The year was 1998. Titanic was the best picture. Mark McGwire and Sammy Sosa thrilled the world with their historic homerun race. The Yankees, the Broncos, and the Kentucky Wildcats were world champions and the world celebrated a winter’s Olympics. In that year, most people did not have Internet access in their homes, and those who did got their Internet through dial-up service. You-Tube and My Space were still years away and the cell phone/laptop/text messaging revolution had yet to hit. The world hadn’t even met Harry Potter. Our country’s president was embroiled in scandal, and the twin towers of the World Trade Center still stood tall.
That is just a brief list of some of the facts about 1998. For me, though, I will always remember 1998 as the year I married the love of my life, Tonia Lee Wheeler of Quinter.
And oh, what a difference ten years has made in our lives. As my wife and I celebrated our tenth anniversary this week, we thought about all that has happened in just ten short years.

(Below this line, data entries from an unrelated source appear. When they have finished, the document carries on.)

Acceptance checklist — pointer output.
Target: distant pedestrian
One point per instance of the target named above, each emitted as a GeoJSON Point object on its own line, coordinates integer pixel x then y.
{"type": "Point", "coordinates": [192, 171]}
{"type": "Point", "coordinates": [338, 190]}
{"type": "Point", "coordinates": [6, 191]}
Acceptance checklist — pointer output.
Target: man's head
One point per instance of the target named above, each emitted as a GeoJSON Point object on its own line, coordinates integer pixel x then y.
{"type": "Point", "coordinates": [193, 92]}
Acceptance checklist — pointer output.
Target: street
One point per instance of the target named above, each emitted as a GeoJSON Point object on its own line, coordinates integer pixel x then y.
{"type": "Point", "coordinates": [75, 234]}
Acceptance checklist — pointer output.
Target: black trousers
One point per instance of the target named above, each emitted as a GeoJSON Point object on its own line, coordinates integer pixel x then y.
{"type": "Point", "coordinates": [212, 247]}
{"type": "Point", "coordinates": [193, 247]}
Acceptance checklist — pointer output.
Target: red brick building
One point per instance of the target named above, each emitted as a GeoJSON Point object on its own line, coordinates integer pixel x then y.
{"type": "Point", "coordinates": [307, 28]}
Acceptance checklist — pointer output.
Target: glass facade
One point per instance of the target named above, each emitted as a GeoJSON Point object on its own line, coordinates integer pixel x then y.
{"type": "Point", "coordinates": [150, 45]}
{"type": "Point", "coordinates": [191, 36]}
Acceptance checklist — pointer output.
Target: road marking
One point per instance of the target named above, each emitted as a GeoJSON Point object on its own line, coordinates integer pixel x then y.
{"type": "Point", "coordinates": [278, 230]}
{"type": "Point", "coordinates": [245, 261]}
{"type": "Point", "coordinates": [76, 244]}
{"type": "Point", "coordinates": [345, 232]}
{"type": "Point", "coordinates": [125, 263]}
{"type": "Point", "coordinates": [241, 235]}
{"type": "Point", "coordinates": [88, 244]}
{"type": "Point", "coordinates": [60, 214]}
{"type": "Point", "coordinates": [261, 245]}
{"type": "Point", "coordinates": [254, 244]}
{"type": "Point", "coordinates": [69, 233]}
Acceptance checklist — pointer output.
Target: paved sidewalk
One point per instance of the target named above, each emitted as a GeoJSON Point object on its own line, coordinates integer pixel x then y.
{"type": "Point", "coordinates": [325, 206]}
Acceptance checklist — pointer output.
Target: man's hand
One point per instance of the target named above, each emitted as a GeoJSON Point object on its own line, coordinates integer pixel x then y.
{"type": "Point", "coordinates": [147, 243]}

In 1998, I was still working as a fourth year English teacher at Wheatland high school. We lived a tiny rental house in Oakley, and Tonia was completing her degree at Colby Community College.

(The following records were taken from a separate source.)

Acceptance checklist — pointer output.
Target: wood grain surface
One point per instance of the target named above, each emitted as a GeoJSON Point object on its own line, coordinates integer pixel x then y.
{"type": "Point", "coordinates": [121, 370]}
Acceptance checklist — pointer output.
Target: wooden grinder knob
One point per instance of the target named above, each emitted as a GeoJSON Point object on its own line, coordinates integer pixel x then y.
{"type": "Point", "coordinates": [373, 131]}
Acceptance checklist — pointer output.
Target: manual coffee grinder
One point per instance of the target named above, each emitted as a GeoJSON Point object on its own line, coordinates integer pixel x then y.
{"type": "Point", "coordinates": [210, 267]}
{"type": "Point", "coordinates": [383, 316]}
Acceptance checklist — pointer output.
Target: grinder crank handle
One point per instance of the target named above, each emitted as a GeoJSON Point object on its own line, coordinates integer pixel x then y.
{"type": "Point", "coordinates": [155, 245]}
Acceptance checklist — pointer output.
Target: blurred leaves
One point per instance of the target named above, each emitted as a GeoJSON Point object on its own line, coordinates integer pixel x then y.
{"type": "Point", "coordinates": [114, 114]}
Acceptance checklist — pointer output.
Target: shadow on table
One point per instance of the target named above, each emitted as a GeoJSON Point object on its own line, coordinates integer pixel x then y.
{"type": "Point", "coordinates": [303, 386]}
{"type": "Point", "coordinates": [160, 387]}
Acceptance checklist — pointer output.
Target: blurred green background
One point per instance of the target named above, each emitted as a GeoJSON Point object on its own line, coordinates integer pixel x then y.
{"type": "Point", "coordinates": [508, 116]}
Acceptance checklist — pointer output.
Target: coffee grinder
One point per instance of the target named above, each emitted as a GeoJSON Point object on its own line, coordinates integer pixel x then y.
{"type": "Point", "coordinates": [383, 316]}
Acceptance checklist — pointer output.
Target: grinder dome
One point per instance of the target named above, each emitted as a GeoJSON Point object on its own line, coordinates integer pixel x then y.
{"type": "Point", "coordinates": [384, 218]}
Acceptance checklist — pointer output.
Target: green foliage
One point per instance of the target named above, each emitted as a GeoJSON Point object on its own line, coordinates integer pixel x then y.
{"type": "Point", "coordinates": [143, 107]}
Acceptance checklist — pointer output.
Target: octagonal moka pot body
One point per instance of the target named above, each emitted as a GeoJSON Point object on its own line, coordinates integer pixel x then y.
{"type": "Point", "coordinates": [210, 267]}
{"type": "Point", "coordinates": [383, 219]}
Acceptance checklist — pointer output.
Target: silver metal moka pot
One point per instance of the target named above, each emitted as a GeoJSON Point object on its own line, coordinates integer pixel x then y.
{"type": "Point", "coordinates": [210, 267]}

In ten years, I have changed jobs four times, and our family has moved to three different residences in three different towns. We have welcomed to our homes three children, two dogs, three cats, two guinea pigs and an assortment of fish. In that time span, we have also said goodbye to several cats, two guinea pigs and an assortment of fish. More memorable, though, it has been these years that has brought the loss of my parents, my last remaining grandparent, as well as two of Tonia’s grandparents and one of her aunts.
In ten years, we have bought and sold several cars and even survived a car wreck.
Over our married life, my wife and I have learned basic home remodeling and built or renovated several rooms in different homes. In ten years, I have become a newspaper columnist, as well as written two full length novels, one full length play, and recently a one-act melodrama. In the same span, Tonia has performed in more than a dozen plays, most recently in a one-act melodrama.
In reflecting over all the changes that our family has experienced in ten years, it occurred to me that most other couples celebrating their ten-year anniversary could probably compile such a list, if not an even longer list of changes and accomplishments. It is both the nature of the early phase of marriage and the nature of our modern American society. Not only have we experienced the usual changes involving new children, pets, and homes, but we also experienced the change in jobs and moves to different towns that are all to common in our culture. The only constant, it seems, is change, and the last ten years have brought many changes in our lives.
We now crave a little stability. We hope to be here for a good long time. One job. One house. Watching our children grow. With any luck, the next ten years should find one child out of college, on more in, one in high school and one in the fifth grade. With good fortune, in the next ten years, our family reunions will center around graduations and weddings, and not around more funerals.
One thing, though, I know for certain. The last ten years have been the happiest and most fulfilling of my life. Thank you, Tonia. I can’t wait to share with you all the wonderful (and not so wonderful) surprises life has in store for us. What a difference ten years can make!